Friday, 18 December 2015
Poster Hall (Moscone South)
Anna Deluca Silberberg1, Robert Plant2, Christopher E Holloway3 and Holger Kantz1, (1)Max Planck Institute for the Physics of Complex Systems, Dresden, Germany, (2)University of Reading, Meteorology, Reading, United Kingdom, (3)University of Reading, NCAS-Climate, Meteorology, Reading, United Kingdom
Abstract:
Recent empirical studies across a broad range of observational scales have attempted to characterize aspects of convective phenomena with a view to constraining convective parametrizations. In particular, some of them have tried to connect convective organization with theories of critical phenomena and statistical physics.

In this contribution, we analyse, from the perspective of critical phenomena, idealised and realistic runs of the Met Office Unified Model. The idealized run is 4km with a squared domain lateral size of 576 km with periodic lateral boundary conditions and 40 days with 3D Smagorinsky mixing and explicit convection. The other cases are real studies of organized convection with different level of aggregation with domains in the Indian ocean and the West Pacific ocean around the equator with lateral boundaries forced from ECMWF analyses.

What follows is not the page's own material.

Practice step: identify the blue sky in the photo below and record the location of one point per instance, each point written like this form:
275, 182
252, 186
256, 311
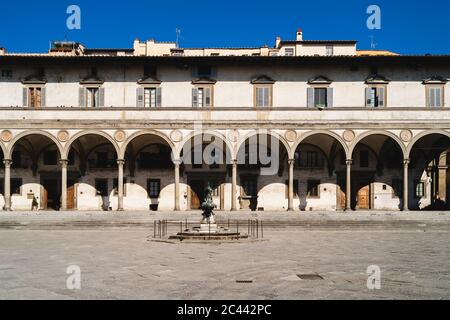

Our study focuses on, on the one hand, the relationship between water vapour, precipitation and rainfall extremes. This transition is still not well characterized and previous work have found contradictory results between real data and models, as well as for different water vapour observables. We find differences between idealized and realistic runs with different aggregation levels. We try to explain such findings and investigate the effects of observational uncertanties in these relationships. On the other hand, we look at different statistical properties of clouds and precipitation, such as the energy distribution of convective clusters and study its scaling properties in time and space, including any dependence in the state of aggregation of the run.